Additional Lease Structures
Rent-to-Own Programs combine features of renting and buying. You make affordable weekly or monthly payments over a fixed term (typically 5 years), and at the end, you own the forklift. These programs offer no large upfront costs and no exit fees, with maintenance often included during the term.
Master Lease establishes a pre-approved funding limit for multiple equipment purchases over time. You can acquire forklifts as needed without reapplying for financing each time, with a known credit limit upfront.
Full-Service Lease bundles maintenance, repairs, and sometimes even tires and battery service into the monthly payment. This is also called a "lease with full service option" and provides predictable monthly costs with no unexpected repair bills.
Key Lease Terms to Know
Term What It Means
Term Length Typically 12 to 84 months (1-7 years)
Residual Value The estimated value of the forklift at lease end; affects FMV lease payments
Early Termination Fee Penalty for ending the lease early, often up to 10-15% of remaining payments
Purchase Option Your right to buy the forklift at lease end ($1, FMV, or fixed percentage)

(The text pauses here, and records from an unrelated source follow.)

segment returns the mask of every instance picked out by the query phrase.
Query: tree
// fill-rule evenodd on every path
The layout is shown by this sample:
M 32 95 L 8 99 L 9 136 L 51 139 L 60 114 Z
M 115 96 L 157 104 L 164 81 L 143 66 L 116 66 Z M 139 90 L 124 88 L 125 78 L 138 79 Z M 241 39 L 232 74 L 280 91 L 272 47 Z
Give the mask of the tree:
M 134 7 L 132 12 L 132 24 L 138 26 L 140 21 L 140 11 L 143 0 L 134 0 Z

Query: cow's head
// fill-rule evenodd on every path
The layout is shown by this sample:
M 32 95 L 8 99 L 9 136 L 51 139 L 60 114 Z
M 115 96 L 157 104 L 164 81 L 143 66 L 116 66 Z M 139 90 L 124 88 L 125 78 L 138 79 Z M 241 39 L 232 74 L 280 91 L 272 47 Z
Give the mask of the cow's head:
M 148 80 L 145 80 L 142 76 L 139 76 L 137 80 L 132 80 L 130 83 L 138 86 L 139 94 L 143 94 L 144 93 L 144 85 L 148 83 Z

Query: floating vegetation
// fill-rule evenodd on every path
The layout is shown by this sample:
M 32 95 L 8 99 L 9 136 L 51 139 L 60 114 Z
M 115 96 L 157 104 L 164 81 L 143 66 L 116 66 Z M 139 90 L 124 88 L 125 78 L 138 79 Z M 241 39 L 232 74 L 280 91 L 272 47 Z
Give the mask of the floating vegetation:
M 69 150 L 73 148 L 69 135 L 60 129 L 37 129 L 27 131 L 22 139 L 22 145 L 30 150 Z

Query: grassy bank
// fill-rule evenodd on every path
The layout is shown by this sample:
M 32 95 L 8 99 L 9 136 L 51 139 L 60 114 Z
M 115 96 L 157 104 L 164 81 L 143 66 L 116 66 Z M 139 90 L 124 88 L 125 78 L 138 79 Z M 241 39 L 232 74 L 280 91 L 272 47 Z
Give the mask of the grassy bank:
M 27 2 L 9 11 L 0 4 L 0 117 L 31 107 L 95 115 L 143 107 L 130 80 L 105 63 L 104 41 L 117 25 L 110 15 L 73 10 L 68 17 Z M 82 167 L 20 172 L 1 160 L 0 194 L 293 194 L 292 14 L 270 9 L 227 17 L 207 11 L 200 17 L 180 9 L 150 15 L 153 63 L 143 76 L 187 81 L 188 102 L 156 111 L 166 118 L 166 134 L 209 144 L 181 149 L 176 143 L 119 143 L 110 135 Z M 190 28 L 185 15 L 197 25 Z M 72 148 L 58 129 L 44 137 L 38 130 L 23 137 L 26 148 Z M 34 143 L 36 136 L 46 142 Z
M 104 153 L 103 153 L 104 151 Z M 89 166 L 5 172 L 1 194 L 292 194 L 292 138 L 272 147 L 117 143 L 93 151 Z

Usage Allowance Standard leases assume 2,000 hours/year; exceeding this incurs overage fees
Which Option Should You Choose?
Choose FMV Lease if: you want the lowest monthly payments, plan to upgrade every 3-5 years, prefer equipment off your balance sheet, and maintenance included is valuable.
Choose $1 Buyout if: you want to own the forklift eventually, plan to keep it for 7+ years, can handle higher payments, and want depreciation benefits.
Choose Rent-to-Own if: you want to own but need low initial costs, have tight cash flow, and want maintenance included during the term.
Choose Full-Service if: you lack an in-house maintenance team, want predictable monthly costs, and prefer to avoid unexpected repair bills.
Lease terms typically run 12-84 months. Payments are fixed and predictable, making budgeting easier. Monthly payments include interest, and you pay only for the portion of the equipment's life you use (FMV) or the full value ($1 buyout). Most leases offer maintenance inclusion options, and end-of-term decisions include return, buy, or upgrade.
Next Step: Contact your local forklift dealer (Toyota, Hyster, Yale, Mitsubishi, Hyundai, Linde) to request lease quotes for your specific forklift models. Compare total cost over the term, not just monthly payments. A $500/month FMV lease over 60 months costs $30,000 total, while a $650/month $1 buyout over 60 months costs $39,001 total (including the final $1). The $1 buyout costs more per month but leaves you owning an asset.